En un artículo reciente, publicado en la revista científica Critical Reviews in Food Science and Nutrition, los autores debatieron la validez de esta declaración. Descubrieron que la incidencia actual de micotoxinas, es decir, las muestras con un nivel de micotoxinas superior a los límites de la UE, confirmó la estimación inicial de la FAO del 25% de contaminación. Observando los datos de BIOMIN(R), los autores concluyen que los niveles detectables de micotoxinas pueden encontrarse en hasta el 60-80% de las muestras (Eskola, M., Kos, G., Elliott, C.T., Hajslova, J., Mayar, S. and Krska, R. 2020 Worldwide contamination of food-crops with mycotoxins: Validity of the widely cited FAO estimate of 25%. Critical Reviews in Food and Science and Nutrition 60:2773-2789).
En resumen, las micotoxinas se consideran un riesgo en cualquier tipo de cultivo y se deben establecer puntos de control relevantes para garantizar la seguridad de los alimentos y piensos.

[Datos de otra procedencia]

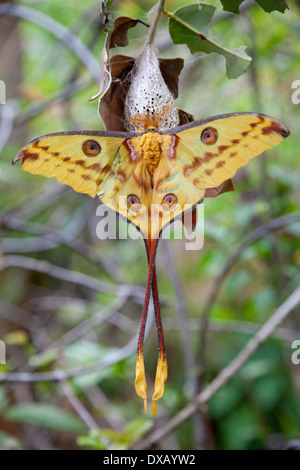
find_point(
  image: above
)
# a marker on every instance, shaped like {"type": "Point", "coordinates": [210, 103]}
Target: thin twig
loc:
{"type": "Point", "coordinates": [228, 372]}
{"type": "Point", "coordinates": [67, 275]}
{"type": "Point", "coordinates": [72, 42]}
{"type": "Point", "coordinates": [59, 375]}
{"type": "Point", "coordinates": [258, 233]}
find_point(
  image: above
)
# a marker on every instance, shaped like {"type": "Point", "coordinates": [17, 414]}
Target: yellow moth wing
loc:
{"type": "Point", "coordinates": [240, 137]}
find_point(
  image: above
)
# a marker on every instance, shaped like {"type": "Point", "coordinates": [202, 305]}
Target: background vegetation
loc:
{"type": "Point", "coordinates": [72, 303]}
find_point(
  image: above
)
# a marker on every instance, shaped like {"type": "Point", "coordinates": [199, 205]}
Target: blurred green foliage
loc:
{"type": "Point", "coordinates": [259, 408]}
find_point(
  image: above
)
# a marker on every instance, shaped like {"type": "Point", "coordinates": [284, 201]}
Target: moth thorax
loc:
{"type": "Point", "coordinates": [149, 102]}
{"type": "Point", "coordinates": [151, 147]}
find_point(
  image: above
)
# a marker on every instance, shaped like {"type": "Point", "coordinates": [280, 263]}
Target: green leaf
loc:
{"type": "Point", "coordinates": [272, 5]}
{"type": "Point", "coordinates": [232, 5]}
{"type": "Point", "coordinates": [45, 416]}
{"type": "Point", "coordinates": [189, 25]}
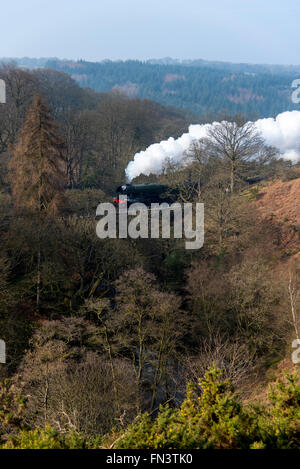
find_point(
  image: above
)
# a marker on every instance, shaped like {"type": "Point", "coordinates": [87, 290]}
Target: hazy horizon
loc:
{"type": "Point", "coordinates": [224, 30]}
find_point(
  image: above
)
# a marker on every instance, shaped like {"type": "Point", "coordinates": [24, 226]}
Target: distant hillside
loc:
{"type": "Point", "coordinates": [200, 86]}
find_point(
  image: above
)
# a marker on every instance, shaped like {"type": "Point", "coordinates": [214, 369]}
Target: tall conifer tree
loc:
{"type": "Point", "coordinates": [37, 172]}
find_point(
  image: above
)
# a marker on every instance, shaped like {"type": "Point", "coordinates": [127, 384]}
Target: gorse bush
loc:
{"type": "Point", "coordinates": [212, 417]}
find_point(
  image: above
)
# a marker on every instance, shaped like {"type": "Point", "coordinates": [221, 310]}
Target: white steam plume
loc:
{"type": "Point", "coordinates": [283, 132]}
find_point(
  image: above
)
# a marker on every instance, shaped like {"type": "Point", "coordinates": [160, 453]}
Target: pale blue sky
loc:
{"type": "Point", "coordinates": [257, 31]}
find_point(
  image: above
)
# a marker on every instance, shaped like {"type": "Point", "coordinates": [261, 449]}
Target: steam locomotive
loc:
{"type": "Point", "coordinates": [146, 194]}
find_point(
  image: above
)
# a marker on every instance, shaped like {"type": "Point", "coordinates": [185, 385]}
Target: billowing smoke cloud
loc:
{"type": "Point", "coordinates": [283, 132]}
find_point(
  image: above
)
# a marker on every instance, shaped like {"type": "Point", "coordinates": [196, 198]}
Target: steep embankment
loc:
{"type": "Point", "coordinates": [279, 204]}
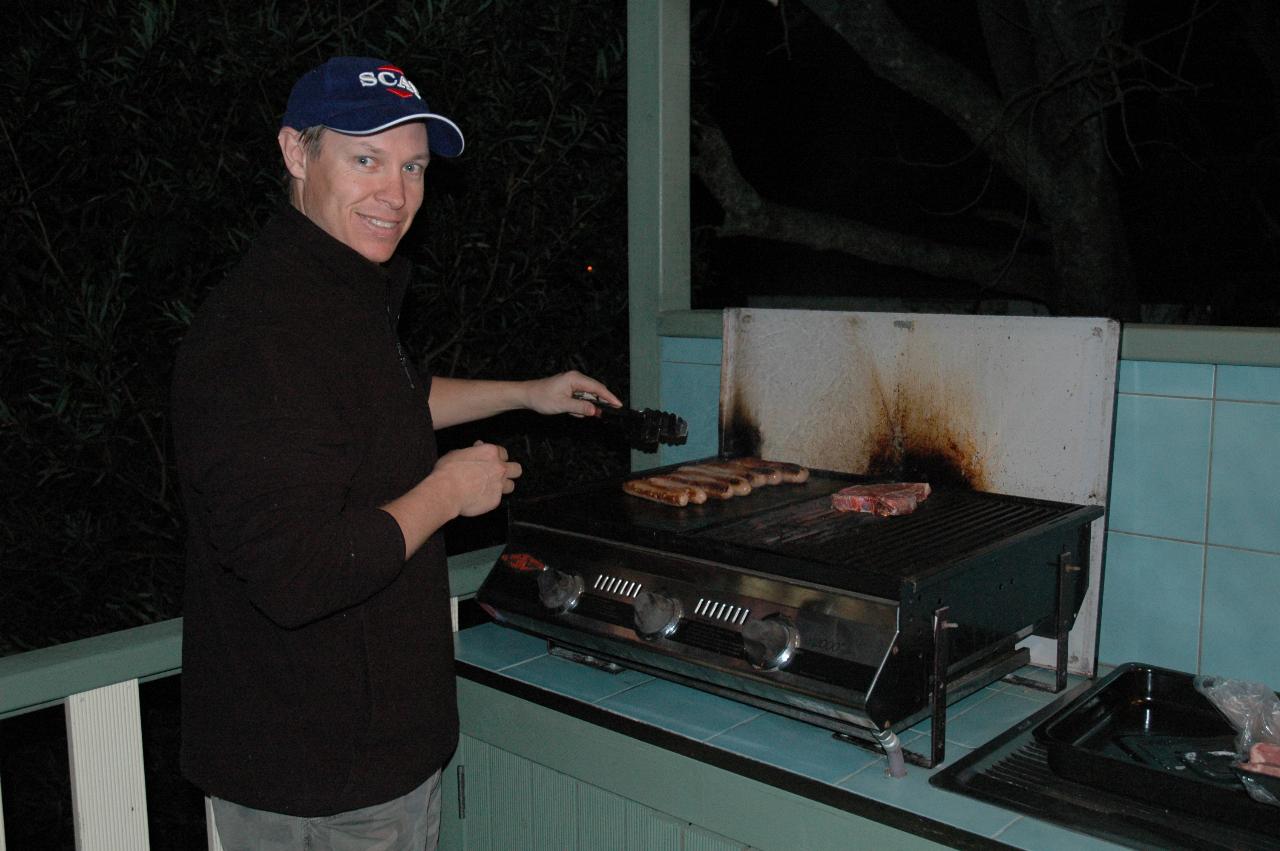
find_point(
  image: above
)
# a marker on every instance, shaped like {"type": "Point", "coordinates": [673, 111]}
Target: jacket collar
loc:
{"type": "Point", "coordinates": [328, 259]}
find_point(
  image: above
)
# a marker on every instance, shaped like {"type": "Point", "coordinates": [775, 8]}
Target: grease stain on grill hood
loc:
{"type": "Point", "coordinates": [842, 396]}
{"type": "Point", "coordinates": [1005, 405]}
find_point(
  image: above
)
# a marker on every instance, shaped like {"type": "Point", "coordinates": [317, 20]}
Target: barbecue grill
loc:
{"type": "Point", "coordinates": [859, 623]}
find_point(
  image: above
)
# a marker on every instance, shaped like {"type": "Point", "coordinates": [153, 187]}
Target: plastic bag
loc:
{"type": "Point", "coordinates": [1253, 709]}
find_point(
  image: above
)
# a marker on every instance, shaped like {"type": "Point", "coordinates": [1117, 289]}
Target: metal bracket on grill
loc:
{"type": "Point", "coordinates": [1061, 628]}
{"type": "Point", "coordinates": [584, 658]}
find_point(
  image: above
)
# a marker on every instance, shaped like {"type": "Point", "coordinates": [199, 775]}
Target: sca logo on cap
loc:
{"type": "Point", "coordinates": [393, 78]}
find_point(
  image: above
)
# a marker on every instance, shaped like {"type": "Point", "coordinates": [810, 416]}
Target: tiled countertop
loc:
{"type": "Point", "coordinates": [790, 745]}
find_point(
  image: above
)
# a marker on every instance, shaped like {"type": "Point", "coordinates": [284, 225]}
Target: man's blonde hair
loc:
{"type": "Point", "coordinates": [311, 140]}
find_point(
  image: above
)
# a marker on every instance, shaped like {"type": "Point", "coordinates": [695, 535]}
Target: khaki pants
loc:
{"type": "Point", "coordinates": [408, 823]}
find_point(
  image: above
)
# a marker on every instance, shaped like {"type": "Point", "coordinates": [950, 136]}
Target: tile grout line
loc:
{"type": "Point", "coordinates": [1191, 543]}
{"type": "Point", "coordinates": [1208, 503]}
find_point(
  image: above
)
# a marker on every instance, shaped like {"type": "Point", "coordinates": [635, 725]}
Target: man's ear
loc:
{"type": "Point", "coordinates": [293, 151]}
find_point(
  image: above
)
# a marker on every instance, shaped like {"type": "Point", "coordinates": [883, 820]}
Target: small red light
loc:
{"type": "Point", "coordinates": [521, 562]}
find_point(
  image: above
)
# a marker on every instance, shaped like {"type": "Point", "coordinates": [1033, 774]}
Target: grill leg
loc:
{"type": "Point", "coordinates": [938, 687]}
{"type": "Point", "coordinates": [1061, 628]}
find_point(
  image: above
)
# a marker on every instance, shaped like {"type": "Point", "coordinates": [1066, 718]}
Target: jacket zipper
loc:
{"type": "Point", "coordinates": [400, 349]}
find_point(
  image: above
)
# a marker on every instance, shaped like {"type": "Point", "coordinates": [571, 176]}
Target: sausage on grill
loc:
{"type": "Point", "coordinates": [645, 489]}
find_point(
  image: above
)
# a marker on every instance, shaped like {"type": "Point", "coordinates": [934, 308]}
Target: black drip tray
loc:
{"type": "Point", "coordinates": [1013, 772]}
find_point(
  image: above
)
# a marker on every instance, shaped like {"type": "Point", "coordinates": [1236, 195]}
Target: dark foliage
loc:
{"type": "Point", "coordinates": [137, 156]}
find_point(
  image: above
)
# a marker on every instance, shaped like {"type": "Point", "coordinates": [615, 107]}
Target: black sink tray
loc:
{"type": "Point", "coordinates": [1147, 733]}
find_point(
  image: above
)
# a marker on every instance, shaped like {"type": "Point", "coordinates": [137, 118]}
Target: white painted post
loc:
{"type": "Point", "coordinates": [109, 796]}
{"type": "Point", "coordinates": [215, 843]}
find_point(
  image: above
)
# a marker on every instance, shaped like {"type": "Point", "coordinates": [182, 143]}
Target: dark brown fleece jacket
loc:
{"type": "Point", "coordinates": [318, 663]}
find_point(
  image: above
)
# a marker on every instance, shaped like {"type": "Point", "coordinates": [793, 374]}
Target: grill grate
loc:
{"type": "Point", "coordinates": [945, 526]}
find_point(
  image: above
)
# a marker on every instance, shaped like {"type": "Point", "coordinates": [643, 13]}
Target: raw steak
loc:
{"type": "Point", "coordinates": [887, 499]}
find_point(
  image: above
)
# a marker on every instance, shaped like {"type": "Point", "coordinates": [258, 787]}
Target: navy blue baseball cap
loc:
{"type": "Point", "coordinates": [359, 96]}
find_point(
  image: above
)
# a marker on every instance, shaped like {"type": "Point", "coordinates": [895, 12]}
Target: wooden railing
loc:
{"type": "Point", "coordinates": [96, 681]}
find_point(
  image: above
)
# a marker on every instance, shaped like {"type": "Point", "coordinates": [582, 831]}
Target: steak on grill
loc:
{"type": "Point", "coordinates": [887, 499]}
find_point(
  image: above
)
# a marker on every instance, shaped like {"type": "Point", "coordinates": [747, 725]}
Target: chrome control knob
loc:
{"type": "Point", "coordinates": [558, 590]}
{"type": "Point", "coordinates": [656, 614]}
{"type": "Point", "coordinates": [769, 643]}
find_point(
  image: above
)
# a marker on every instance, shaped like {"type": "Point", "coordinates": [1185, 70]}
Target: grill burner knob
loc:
{"type": "Point", "coordinates": [558, 590]}
{"type": "Point", "coordinates": [656, 614]}
{"type": "Point", "coordinates": [769, 643]}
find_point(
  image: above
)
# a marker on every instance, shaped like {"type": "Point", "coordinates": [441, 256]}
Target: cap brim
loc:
{"type": "Point", "coordinates": [443, 136]}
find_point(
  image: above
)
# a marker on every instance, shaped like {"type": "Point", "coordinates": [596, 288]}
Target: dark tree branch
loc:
{"type": "Point", "coordinates": [748, 214]}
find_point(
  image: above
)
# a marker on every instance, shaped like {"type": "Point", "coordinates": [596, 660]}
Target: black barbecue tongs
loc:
{"type": "Point", "coordinates": [644, 428]}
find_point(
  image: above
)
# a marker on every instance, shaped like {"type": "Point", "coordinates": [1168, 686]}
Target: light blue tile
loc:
{"type": "Point", "coordinates": [1151, 602]}
{"type": "Point", "coordinates": [690, 349]}
{"type": "Point", "coordinates": [1042, 836]}
{"type": "Point", "coordinates": [914, 795]}
{"type": "Point", "coordinates": [955, 710]}
{"type": "Point", "coordinates": [1242, 634]}
{"type": "Point", "coordinates": [679, 709]}
{"type": "Point", "coordinates": [494, 646]}
{"type": "Point", "coordinates": [693, 392]}
{"type": "Point", "coordinates": [795, 746]}
{"type": "Point", "coordinates": [1244, 502]}
{"type": "Point", "coordinates": [990, 718]}
{"type": "Point", "coordinates": [575, 680]}
{"type": "Point", "coordinates": [1248, 383]}
{"type": "Point", "coordinates": [1160, 467]}
{"type": "Point", "coordinates": [1155, 378]}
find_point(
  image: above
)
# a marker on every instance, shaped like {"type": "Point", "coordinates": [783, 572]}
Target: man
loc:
{"type": "Point", "coordinates": [318, 667]}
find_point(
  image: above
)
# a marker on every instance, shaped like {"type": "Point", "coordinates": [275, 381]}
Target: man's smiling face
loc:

Estrategias de gestión de riesgos
En términos de gestión de riesgos, hay varias áreas donde las micotoxinas se pueden controlar en la cadena de suministro.
En última instancia, la proliferación de los hongos es la mejor estrategia, y varios estudios han demostrado que se pueden utilizar buenas prácticas agrícolas y agentes de control biológico para limitar el crecimiento de los hongos responsables de las micotoxinas. Una alternativa a largo plazo es cultivar variedades de cereal que sean más resistentes a la contaminación por hongos. Además, los sistemas de rotación de cultivos como se definen en el Codex Alimentarius: "Código de prácticas para prevenir y reducir la contaminación de los cereales por micotoxinas", pueden reducir la posibilidad de contaminación al evitar la plantación del mismo cultivo en el mismo campo, durante dos temporadas consecutivas. Esto puede ayudar a reducir el inóculo en el campo que puede originarse de los residuos poscosecha que contienen esporas fúngicas.
El uso de fungicidas focalizados es una intervención obvia que puede reducir el riesgo de micotoxinas. Sin embargo, el aumento de la concienciación de los consumidores y la intolerancia al uso de agentes químicos en la producción de cultivos de cereal podría limitar la eficacia de esta medida de control y generar un retroceso no deseado de los consumidores y los medios.
Al considerar los cultivos para piensos animales en la cadena de suministro, hay absorbentes que se pueden utilizar para eliminar las micotoxinas, así como tecnologías de desintoxicación, como las enzimas, que pueden descomponer las micotoxinas en subproductos inofensivos.
Gestión proactiva del problema de las micotoxinas
Claramente, un mayor compromiso con estos pasos proactivos (BPA) para prevenir o eliminar el riesgo de seguridad alimentaria del cereal desempeña un papel importante en la reducción de la amenaza. Sin embargo, la herramienta más importante que tenemos actualmente a nuestra disposición para gestionar el riesgo de las micotoxinas es el análisis sistemático y el rechazo del cereal contaminado.
Las metodologías de ensayo han mejorado significativamente con los años. La velocidad con la que se puede realizar el análisis de micotoxinas, combinada con la sensibilidad del análisis, ha mejorado considerablemente nuestra capacidad de identificar problemas y eliminarlos de la cadena de suministro.
Sin embargo, el cambio climático podría aumentar y cambiar la aparición de contaminación por micotoxinas, por lo que todas las partes implicadas en la cadena de suministro tendrán que estar más atentas que nunca.
En conclusión, tendremos que utilizar todas las herramientas a nuestra disposición para garantizar la seguridad alimentaria en toda la cadena de suministro del cereal.